The story behind the scenes in Harney County


Nestled in the southeast corner of Oregon, the town of Burns is one of Oregon’s jewels. Here, on the sweeping vistas of the high desert, you can see a variety of breathtaking wildlife — bighorn sheep, Kiger Mustangs, waterfowl, and all manner of birds. The residents are nice folks, and the place is chock-full of fabulous outdoor activities such as stargazing, birdwatching, and hiking in many nature preserves.

One thing Burns DOESN’T have is an animal shelter. Like many other rural areas in Oregon, Burns has nowhere to take unwanted companion animals. All impounded or stray companion pets end up at the only vet in town where, after three to five, they are euthanized.

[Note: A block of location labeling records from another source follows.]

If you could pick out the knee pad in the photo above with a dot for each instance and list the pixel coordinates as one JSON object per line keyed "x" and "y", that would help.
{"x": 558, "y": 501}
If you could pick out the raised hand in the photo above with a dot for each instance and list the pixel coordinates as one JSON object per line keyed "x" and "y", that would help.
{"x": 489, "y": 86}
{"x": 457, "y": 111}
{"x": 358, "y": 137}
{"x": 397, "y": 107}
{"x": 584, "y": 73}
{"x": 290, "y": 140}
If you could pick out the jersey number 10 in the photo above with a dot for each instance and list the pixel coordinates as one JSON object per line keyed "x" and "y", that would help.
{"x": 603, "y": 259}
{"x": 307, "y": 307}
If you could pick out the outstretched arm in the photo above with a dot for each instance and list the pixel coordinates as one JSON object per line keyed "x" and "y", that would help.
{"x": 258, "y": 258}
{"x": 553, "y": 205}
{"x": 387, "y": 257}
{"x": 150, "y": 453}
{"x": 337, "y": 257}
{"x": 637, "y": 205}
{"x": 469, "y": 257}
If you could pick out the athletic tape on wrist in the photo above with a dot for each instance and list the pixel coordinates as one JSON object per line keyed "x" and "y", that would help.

This is how a thorny problem began for a Burns man and woman who began taking in some of the unwanted and stray dogs in their town. They started out with kind intentions, but the situation quickly became untenable. Soon residents were dumping off their unwanted former furry friends at all hours.

The couple obtained bones from a nearby butcher to feed them, and as the number of dogs grew, so did the enormous piles of bones. The population grew to exceed 200, reproducing at an alarming rate. 

As happens so many tragic times, the couple was overwhelmed. Friends of the couple’s grandkids reported the situation to the sheriff and the Oregon Humane Society came to the rescue. OHS took 90 of the dogs to the Portland shelter, gave them medical attention and socialization, and starting placing them.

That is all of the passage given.